Films -- Live Action

Live Action TV

  • Stargate SG-1: Code of the Replicators.
  • Dollhouse uses the HTML source (which isn't code (it's markup))from the Web site for Wolfram Research in a cracking scene during the episode "Briar Rose". Wolfram Research is a real company that makes Mathematica software, but it shares a name with an evil corporation on Whedon's series Angel, making it a particularly nerdy hidden reference.
    • Their environmental control system also seems to make heavy use of some XML dialect, as seen when Alpha uses it.

Music Videos

  • Mi-Sex's "Computer Games" uses BASIC code that looks like it's for a game, since it has the line PRINT "WHEN YOU SEE AN (@) TO THE LEFT OF [...] YOUR TURN."

Video Games

  • The flying code in the .hack games is somewhere between this and Matrix Raining Code. I think.
  • The first Wangan Midnight Maximum Tune would briefly show some faint scrolling text in the background of its Attract Mode video. Closer inspection shows that it's a bunch of random characters from the middle row of a QWERTY keyboard. Apparently, the person who made it couldn't even be bothered to mash keys on a different row.
  • In Portal, once you get backstage there are monitors that are basically scrolling code, except really they're scrolling distorted cake recipes.
  • One cutscene in Metal Gear Solid: The Twin Snakes shows a computer screen with complicated code showing up on it; it's a hexdump of a gzip file.

Western Animation

  • The Code Lyoko supercomputer screens apparently display a PHP image gallery script.

Real Life

  • Compiling a program (i.e. translating human-readable source code into a form that the computer can run faster) often prints lots of diagnostic information derived from the source code, if you enable "verbose" output or have really poorly-written code that generates a lot of warnings.
  • Many programs record lots of information in log files (though not the source code either), and some system administrators have windows that always show the last few lines of certain log files.
  • Assembly language code, which consists of primitive instructions usually written one per line, tends to be quite verbose.

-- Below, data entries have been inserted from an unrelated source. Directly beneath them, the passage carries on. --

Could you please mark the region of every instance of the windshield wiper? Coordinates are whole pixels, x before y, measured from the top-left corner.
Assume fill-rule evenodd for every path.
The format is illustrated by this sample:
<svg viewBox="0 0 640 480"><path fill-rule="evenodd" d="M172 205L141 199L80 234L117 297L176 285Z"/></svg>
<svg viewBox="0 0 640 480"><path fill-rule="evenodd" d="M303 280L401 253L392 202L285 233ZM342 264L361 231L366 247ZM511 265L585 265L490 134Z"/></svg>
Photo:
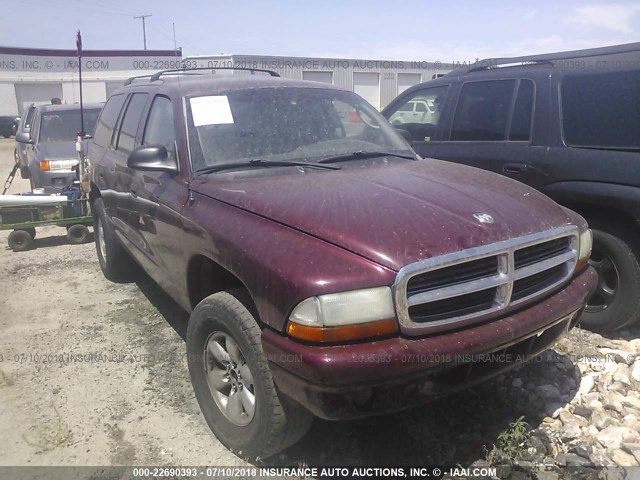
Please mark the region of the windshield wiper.
<svg viewBox="0 0 640 480"><path fill-rule="evenodd" d="M416 160L416 157L407 153L369 152L366 150L358 150L357 152L343 153L341 155L334 155L333 157L325 157L321 160L318 160L318 163L348 162L349 160L361 160L363 158L374 157L398 157L406 158L408 160Z"/></svg>
<svg viewBox="0 0 640 480"><path fill-rule="evenodd" d="M334 165L322 165L312 162L295 162L289 160L273 160L267 161L262 159L249 160L246 162L221 163L220 165L211 165L196 170L198 174L219 172L221 170L231 170L234 168L270 168L270 167L313 167L322 168L324 170L340 170L340 167Z"/></svg>

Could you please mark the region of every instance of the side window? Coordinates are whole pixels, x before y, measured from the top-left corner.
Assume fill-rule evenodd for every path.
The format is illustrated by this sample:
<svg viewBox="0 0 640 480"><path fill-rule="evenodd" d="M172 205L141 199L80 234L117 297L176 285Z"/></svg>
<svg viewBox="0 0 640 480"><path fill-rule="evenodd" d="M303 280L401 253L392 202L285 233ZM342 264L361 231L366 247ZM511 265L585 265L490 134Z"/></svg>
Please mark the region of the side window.
<svg viewBox="0 0 640 480"><path fill-rule="evenodd" d="M164 145L170 158L176 156L176 131L173 108L167 97L156 97L151 104L147 124L142 137L143 145Z"/></svg>
<svg viewBox="0 0 640 480"><path fill-rule="evenodd" d="M392 125L407 130L414 142L429 142L440 123L448 91L449 86L443 85L413 92L387 118Z"/></svg>
<svg viewBox="0 0 640 480"><path fill-rule="evenodd" d="M116 141L116 150L119 152L128 155L133 151L136 143L136 133L138 132L138 126L146 103L146 93L134 93L131 95Z"/></svg>
<svg viewBox="0 0 640 480"><path fill-rule="evenodd" d="M453 141L503 141L515 80L465 83L453 118Z"/></svg>
<svg viewBox="0 0 640 480"><path fill-rule="evenodd" d="M93 134L93 143L96 145L106 147L111 141L111 134L116 125L116 120L118 120L118 114L122 110L124 99L124 94L120 94L109 97L109 100L107 100L96 124L96 131Z"/></svg>
<svg viewBox="0 0 640 480"><path fill-rule="evenodd" d="M567 145L640 147L640 71L569 75L560 93Z"/></svg>
<svg viewBox="0 0 640 480"><path fill-rule="evenodd" d="M533 116L534 87L531 80L520 80L518 95L513 107L509 140L528 141L531 137L531 118Z"/></svg>

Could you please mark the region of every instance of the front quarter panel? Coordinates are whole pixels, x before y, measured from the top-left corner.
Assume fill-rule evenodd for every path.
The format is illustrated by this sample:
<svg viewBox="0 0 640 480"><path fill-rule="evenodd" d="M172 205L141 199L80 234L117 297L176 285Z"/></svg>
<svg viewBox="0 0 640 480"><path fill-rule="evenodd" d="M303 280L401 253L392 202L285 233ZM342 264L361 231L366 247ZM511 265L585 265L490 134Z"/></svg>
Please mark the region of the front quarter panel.
<svg viewBox="0 0 640 480"><path fill-rule="evenodd" d="M260 319L285 328L302 300L325 293L391 286L395 272L267 218L194 192L183 210L185 248L233 273ZM186 279L186 274L184 275Z"/></svg>

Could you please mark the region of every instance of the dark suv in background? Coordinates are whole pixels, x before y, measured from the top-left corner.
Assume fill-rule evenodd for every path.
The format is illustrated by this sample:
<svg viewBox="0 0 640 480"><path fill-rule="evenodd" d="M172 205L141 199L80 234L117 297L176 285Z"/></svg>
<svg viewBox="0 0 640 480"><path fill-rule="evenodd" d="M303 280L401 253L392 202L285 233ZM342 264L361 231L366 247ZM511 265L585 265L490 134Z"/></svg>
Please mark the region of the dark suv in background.
<svg viewBox="0 0 640 480"><path fill-rule="evenodd" d="M596 275L576 213L419 160L353 92L181 73L133 81L102 110L96 252L107 278L133 258L191 312L191 382L223 444L266 457L312 414L418 405L579 320Z"/></svg>
<svg viewBox="0 0 640 480"><path fill-rule="evenodd" d="M435 112L411 121L418 102ZM490 59L403 92L382 112L422 157L491 170L579 212L599 273L582 324L640 318L640 44Z"/></svg>
<svg viewBox="0 0 640 480"><path fill-rule="evenodd" d="M0 116L0 135L4 138L9 138L15 135L19 121L20 117L16 117L15 115Z"/></svg>

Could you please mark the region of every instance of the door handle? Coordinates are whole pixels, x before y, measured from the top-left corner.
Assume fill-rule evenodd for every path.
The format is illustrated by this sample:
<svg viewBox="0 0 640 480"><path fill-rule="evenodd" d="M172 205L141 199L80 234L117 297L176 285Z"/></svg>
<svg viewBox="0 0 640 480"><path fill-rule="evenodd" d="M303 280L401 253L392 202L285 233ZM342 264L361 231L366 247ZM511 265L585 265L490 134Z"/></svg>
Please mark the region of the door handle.
<svg viewBox="0 0 640 480"><path fill-rule="evenodd" d="M502 167L502 171L510 175L521 175L528 169L529 166L526 163L507 163Z"/></svg>
<svg viewBox="0 0 640 480"><path fill-rule="evenodd" d="M130 190L130 192L131 192L131 197L138 198L138 193L133 188Z"/></svg>

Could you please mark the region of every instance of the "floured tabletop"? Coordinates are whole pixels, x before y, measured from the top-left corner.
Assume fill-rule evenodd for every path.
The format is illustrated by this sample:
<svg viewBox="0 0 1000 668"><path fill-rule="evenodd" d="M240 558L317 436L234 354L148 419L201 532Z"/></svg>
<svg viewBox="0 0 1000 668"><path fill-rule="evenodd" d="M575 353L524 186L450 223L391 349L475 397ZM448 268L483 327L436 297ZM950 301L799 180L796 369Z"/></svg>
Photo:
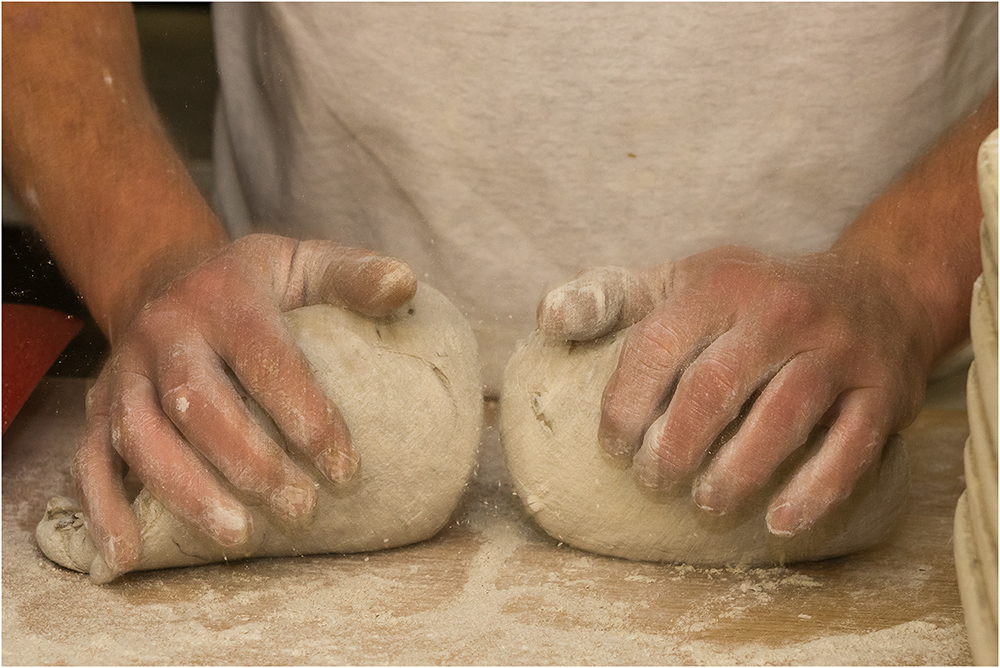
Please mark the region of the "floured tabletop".
<svg viewBox="0 0 1000 668"><path fill-rule="evenodd" d="M453 522L379 553L261 559L96 586L34 528L74 496L83 380L46 380L3 439L4 664L967 664L952 522L962 410L903 436L910 510L886 543L773 569L629 562L535 529L506 477L495 405Z"/></svg>

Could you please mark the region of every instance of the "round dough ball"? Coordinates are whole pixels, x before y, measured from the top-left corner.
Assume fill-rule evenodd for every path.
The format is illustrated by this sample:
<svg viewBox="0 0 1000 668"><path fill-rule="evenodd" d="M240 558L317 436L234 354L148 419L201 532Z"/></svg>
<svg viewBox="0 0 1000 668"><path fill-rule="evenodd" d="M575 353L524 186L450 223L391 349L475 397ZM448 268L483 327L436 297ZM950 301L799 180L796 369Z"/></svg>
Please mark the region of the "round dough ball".
<svg viewBox="0 0 1000 668"><path fill-rule="evenodd" d="M606 456L597 441L601 395L626 331L587 343L555 341L536 331L519 343L504 372L500 428L507 464L525 508L550 536L627 559L760 566L861 550L902 516L909 467L898 436L847 501L793 538L768 532L767 504L795 464L822 444L823 430L765 489L723 517L697 508L690 484L656 492L638 482L631 465Z"/></svg>
<svg viewBox="0 0 1000 668"><path fill-rule="evenodd" d="M378 550L430 538L448 522L476 463L483 415L476 340L458 309L421 284L388 318L320 305L288 313L287 323L351 430L359 476L334 487L291 452L317 483L312 523L283 522L244 499L253 535L239 550L223 550L142 490L132 504L143 536L138 570ZM244 400L287 450L264 411ZM36 535L50 559L86 572L96 551L78 518L74 502L54 499Z"/></svg>

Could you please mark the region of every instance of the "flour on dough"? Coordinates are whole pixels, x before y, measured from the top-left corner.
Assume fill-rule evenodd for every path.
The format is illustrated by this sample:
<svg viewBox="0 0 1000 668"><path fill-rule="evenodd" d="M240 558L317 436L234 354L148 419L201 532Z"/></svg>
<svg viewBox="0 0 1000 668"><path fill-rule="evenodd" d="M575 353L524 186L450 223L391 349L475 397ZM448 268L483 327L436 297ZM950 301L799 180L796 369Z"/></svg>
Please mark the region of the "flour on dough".
<svg viewBox="0 0 1000 668"><path fill-rule="evenodd" d="M430 538L451 517L476 463L483 414L476 341L458 309L421 284L413 301L389 318L321 305L288 313L287 323L351 430L359 477L333 488L290 453L317 483L313 522L287 526L248 504L253 535L240 550L201 536L143 490L132 504L143 538L137 570L379 550ZM259 406L247 401L283 443ZM96 550L70 499L49 502L36 536L45 555L62 566L88 572L94 563Z"/></svg>
<svg viewBox="0 0 1000 668"><path fill-rule="evenodd" d="M507 465L527 512L554 538L600 554L695 565L770 565L824 559L869 547L902 516L909 484L898 436L831 516L793 538L772 536L767 504L790 468L822 443L814 432L739 511L716 517L691 501L689 485L654 492L628 462L597 442L601 395L627 330L588 343L535 332L504 372L500 428ZM723 436L724 438L725 436Z"/></svg>

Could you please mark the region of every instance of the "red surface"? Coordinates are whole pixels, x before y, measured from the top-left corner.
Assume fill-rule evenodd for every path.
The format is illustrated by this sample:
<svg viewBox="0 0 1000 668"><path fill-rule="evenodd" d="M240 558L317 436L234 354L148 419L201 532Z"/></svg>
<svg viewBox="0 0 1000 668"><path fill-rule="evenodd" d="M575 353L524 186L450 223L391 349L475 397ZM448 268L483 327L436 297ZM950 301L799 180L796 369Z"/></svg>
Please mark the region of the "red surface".
<svg viewBox="0 0 1000 668"><path fill-rule="evenodd" d="M3 431L83 323L51 309L3 305Z"/></svg>

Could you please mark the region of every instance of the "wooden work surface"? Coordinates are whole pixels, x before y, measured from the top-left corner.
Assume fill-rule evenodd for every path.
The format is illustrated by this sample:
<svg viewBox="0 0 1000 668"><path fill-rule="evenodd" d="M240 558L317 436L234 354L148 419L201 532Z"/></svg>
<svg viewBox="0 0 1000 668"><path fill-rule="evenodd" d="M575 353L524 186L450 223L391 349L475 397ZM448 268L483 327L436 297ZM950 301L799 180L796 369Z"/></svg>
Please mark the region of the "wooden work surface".
<svg viewBox="0 0 1000 668"><path fill-rule="evenodd" d="M952 555L962 410L904 432L909 515L872 551L789 568L697 569L560 545L521 512L488 406L453 523L407 548L133 574L45 559L34 527L70 462L84 382L48 380L3 439L3 663L963 664Z"/></svg>

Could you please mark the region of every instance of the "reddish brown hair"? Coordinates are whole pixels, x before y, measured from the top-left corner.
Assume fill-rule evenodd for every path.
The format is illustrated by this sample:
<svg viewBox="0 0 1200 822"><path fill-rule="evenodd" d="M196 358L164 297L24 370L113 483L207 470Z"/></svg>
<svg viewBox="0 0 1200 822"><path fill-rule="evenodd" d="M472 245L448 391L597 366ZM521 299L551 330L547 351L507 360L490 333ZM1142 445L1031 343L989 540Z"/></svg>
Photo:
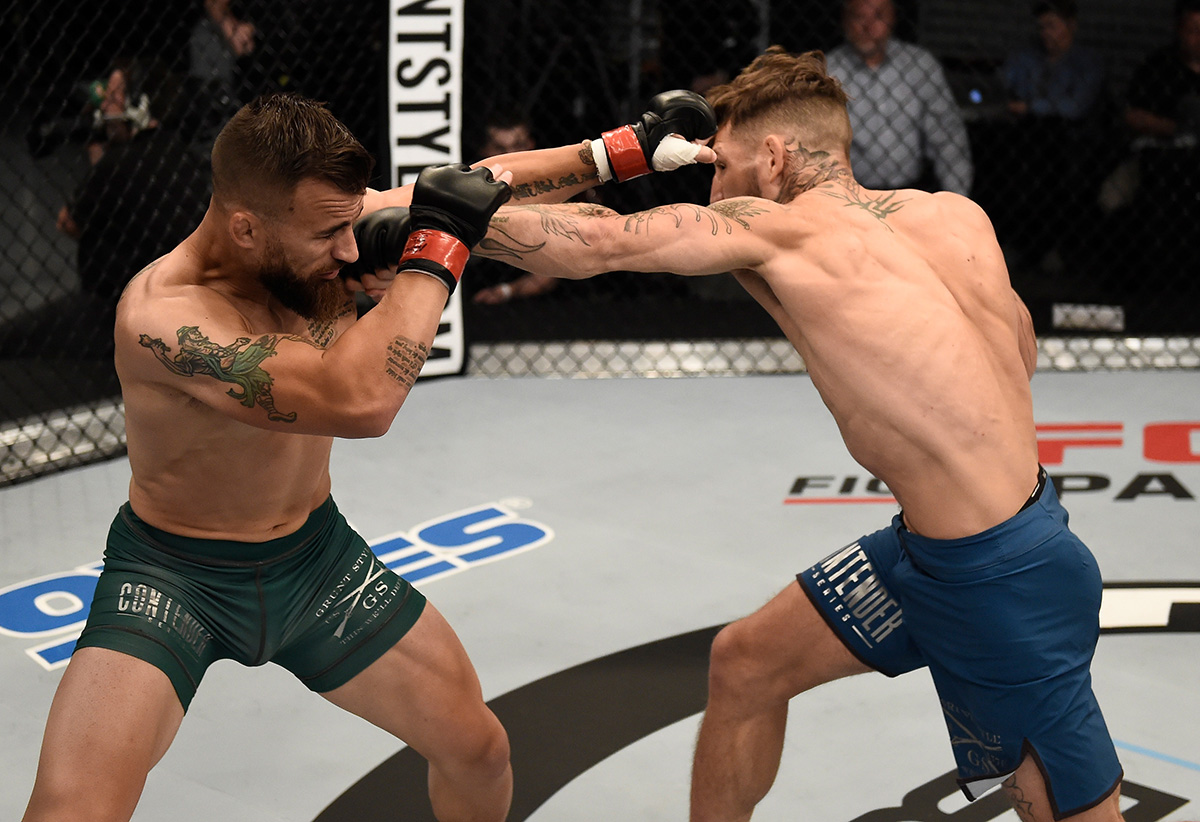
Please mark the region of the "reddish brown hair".
<svg viewBox="0 0 1200 822"><path fill-rule="evenodd" d="M708 93L717 123L731 129L791 128L810 148L850 144L849 98L825 68L825 54L789 54L771 46L741 74Z"/></svg>

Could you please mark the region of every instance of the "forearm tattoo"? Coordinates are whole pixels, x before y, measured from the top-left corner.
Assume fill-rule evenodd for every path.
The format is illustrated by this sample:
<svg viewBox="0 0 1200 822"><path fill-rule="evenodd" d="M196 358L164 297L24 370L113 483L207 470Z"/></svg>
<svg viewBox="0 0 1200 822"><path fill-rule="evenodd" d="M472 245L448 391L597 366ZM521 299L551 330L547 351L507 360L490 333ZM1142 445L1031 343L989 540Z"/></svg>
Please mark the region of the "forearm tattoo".
<svg viewBox="0 0 1200 822"><path fill-rule="evenodd" d="M584 140L583 144L579 146L579 162L591 169L596 167L596 157L592 154L591 140ZM594 177L595 174L592 176Z"/></svg>
<svg viewBox="0 0 1200 822"><path fill-rule="evenodd" d="M499 228L496 225L497 219L492 219L491 232L479 241L479 245L475 246L476 254L490 257L493 260L523 260L530 254L541 251L546 247L545 243L530 245L529 243L521 242L504 229Z"/></svg>
<svg viewBox="0 0 1200 822"><path fill-rule="evenodd" d="M563 237L571 242L579 242L587 245L587 240L579 230L579 217L594 217L605 214L612 214L603 206L598 206L593 203L568 203L565 205L556 205L553 207L543 207L536 205L514 206L512 211L527 211L538 215L538 220L541 222L543 233L551 237ZM492 219L492 225L496 223L503 225L508 222L508 217L499 217Z"/></svg>
<svg viewBox="0 0 1200 822"><path fill-rule="evenodd" d="M388 343L387 375L405 388L412 388L428 357L429 349L424 343L397 337Z"/></svg>
<svg viewBox="0 0 1200 822"><path fill-rule="evenodd" d="M226 393L242 405L247 408L261 406L266 409L267 419L273 422L296 421L296 412L285 414L275 408L275 398L271 396L275 381L261 366L263 360L275 356L275 346L281 339L291 337L264 334L254 342L250 342L249 337L238 337L230 345L217 345L194 325L183 326L177 335L179 353L174 357L167 356L171 347L161 339L141 334L138 342L149 348L172 374L181 377L202 375L231 382L234 387Z"/></svg>
<svg viewBox="0 0 1200 822"><path fill-rule="evenodd" d="M647 211L631 214L625 219L625 231L640 234L644 230L650 233L650 225L657 218L661 226L663 219L671 222L671 227L679 228L685 221L706 223L714 237L720 234L732 234L735 225L750 229L750 217L763 214L766 209L750 200L722 200L707 208L703 206L682 204L659 206Z"/></svg>
<svg viewBox="0 0 1200 822"><path fill-rule="evenodd" d="M529 182L513 185L513 200L528 200L532 197L537 197L539 194L549 194L552 191L561 191L564 188L577 188L599 178L600 175L596 171L596 158L592 156L592 144L590 141L584 141L579 146L579 162L583 163L584 170L578 174L571 172L570 174L564 174L557 180L547 178L543 180L530 180Z"/></svg>
<svg viewBox="0 0 1200 822"><path fill-rule="evenodd" d="M577 217L616 216L612 209L595 203L563 203L549 207L511 206L505 211L508 213L497 214L492 218L488 236L475 247L476 253L493 260L524 260L546 247L544 242L527 243L513 236L508 228L512 221L511 214L515 211L537 214L539 226L545 234L585 246L589 243L580 233Z"/></svg>
<svg viewBox="0 0 1200 822"><path fill-rule="evenodd" d="M564 188L575 188L587 183L589 180L596 179L595 172L579 176L577 174L565 174L557 180L530 180L526 183L520 183L512 186L514 200L528 200L531 197L536 197L539 194L548 194L551 191L560 191Z"/></svg>

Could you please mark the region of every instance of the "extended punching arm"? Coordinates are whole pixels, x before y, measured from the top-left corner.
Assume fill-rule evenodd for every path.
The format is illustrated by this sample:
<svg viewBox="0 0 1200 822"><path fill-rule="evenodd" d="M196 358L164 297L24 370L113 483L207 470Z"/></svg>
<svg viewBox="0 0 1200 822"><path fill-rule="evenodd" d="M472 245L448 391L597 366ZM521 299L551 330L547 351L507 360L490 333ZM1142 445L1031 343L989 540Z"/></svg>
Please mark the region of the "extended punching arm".
<svg viewBox="0 0 1200 822"><path fill-rule="evenodd" d="M609 180L622 182L653 171L671 171L691 163L713 161L712 150L694 141L717 130L708 102L692 91L665 91L651 99L636 123L557 148L516 151L475 163L499 167L512 174L515 202L561 203ZM678 136L675 136L678 135ZM363 214L389 206L407 206L411 185L368 190Z"/></svg>

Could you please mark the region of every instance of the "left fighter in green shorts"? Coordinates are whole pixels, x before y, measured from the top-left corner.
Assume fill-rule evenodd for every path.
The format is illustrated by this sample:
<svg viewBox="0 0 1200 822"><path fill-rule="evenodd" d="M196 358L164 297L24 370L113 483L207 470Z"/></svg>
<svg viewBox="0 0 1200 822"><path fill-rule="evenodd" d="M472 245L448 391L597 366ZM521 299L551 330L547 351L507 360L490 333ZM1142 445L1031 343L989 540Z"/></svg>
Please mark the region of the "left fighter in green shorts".
<svg viewBox="0 0 1200 822"><path fill-rule="evenodd" d="M562 200L596 185L609 139L640 145L644 170L665 168L655 153L672 143L690 161L699 147L670 132L712 122L681 93L598 145L508 155L511 191L486 169L444 167L378 192L370 155L321 105L270 95L233 117L203 222L117 309L129 504L50 708L26 820L129 819L223 657L281 664L403 739L429 761L439 818L504 818L504 729L454 631L338 514L330 448L391 426L510 193ZM352 264L356 279L339 276ZM379 302L358 319L348 289Z"/></svg>

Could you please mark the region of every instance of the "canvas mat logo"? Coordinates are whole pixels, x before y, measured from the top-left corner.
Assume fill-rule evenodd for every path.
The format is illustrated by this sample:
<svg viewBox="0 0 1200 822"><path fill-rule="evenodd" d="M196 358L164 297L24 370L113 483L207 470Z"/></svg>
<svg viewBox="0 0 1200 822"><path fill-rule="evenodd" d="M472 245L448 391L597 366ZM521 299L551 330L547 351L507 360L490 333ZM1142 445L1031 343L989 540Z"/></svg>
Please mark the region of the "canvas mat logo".
<svg viewBox="0 0 1200 822"><path fill-rule="evenodd" d="M372 541L379 560L422 585L545 545L554 532L521 517L527 500L456 511ZM67 664L87 620L102 562L0 589L0 635L39 640L25 653L46 670Z"/></svg>
<svg viewBox="0 0 1200 822"><path fill-rule="evenodd" d="M1191 479L1180 479L1181 469L1200 466L1200 422L1153 422L1135 427L1122 422L1038 423L1038 460L1045 466L1059 496L1111 494L1129 501L1164 497L1195 501ZM1114 476L1079 470L1065 471L1067 454L1077 457L1095 449L1140 446L1147 470L1133 476ZM875 477L855 475L796 477L784 498L785 505L838 505L885 503L896 498Z"/></svg>

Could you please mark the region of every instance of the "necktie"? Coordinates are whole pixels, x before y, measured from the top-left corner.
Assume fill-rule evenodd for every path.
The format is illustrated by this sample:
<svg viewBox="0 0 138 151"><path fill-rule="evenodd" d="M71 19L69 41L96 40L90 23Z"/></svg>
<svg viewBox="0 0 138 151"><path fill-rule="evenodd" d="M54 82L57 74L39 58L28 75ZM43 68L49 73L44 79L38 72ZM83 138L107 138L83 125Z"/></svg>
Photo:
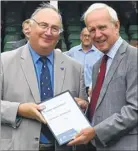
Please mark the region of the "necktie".
<svg viewBox="0 0 138 151"><path fill-rule="evenodd" d="M89 107L89 118L90 121L93 118L93 114L95 111L95 107L99 98L99 94L101 91L101 87L104 81L104 77L105 77L105 73L106 73L106 63L107 63L107 59L108 56L104 55L101 61L101 65L100 65L100 71L98 73L98 77L97 77L97 81L96 81L96 85L92 91L92 96L91 96L91 101L90 101L90 107Z"/></svg>
<svg viewBox="0 0 138 151"><path fill-rule="evenodd" d="M53 90L50 78L50 72L47 66L47 58L41 57L42 70L40 75L40 91L41 91L41 101L53 97Z"/></svg>
<svg viewBox="0 0 138 151"><path fill-rule="evenodd" d="M40 61L42 62L42 70L40 75L40 95L41 95L41 101L44 101L46 99L53 97L53 90L52 90L52 84L51 84L51 78L50 78L50 72L47 66L47 58L41 57ZM42 124L41 128L41 136L40 136L40 142L41 143L47 143L48 140L46 136L43 133L42 129L45 129L45 125Z"/></svg>

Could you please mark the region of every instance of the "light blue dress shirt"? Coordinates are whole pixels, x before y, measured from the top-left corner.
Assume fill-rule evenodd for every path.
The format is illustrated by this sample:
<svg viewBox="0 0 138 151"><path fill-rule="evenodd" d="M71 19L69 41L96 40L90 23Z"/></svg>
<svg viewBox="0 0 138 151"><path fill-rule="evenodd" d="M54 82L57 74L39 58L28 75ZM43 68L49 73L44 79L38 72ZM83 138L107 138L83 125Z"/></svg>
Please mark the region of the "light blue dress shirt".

Reading a longer assembly listing may resemble this trope. Though these days one rarely needs to read (or write) assembly code.
  • Reading a long file often ends up looking like this. Some IDE's (text editors optimized for a particular language) have hyperlinks to various points in a link where a variable, method, function, class, macro, type, etc. was created or defined, which accentuates the effect.
  • Meta-example: when computer network intrusion isn't portrayed Hollywood-style, chances are there will be nmap output somewhere on the screen (though strictly speaking, this is not source code).
  • In the process of making any very large program, the programmers will eventually have to write a program to help them compile their own program. It's a common enough problem that there are a number of popular "build automation" tools that write that stuff for you (once you configure them right). The code output by automake and the like can be quite long, and while you wouldn't ordinarily watch it scroll past while it's being generated, you could if you wanted to.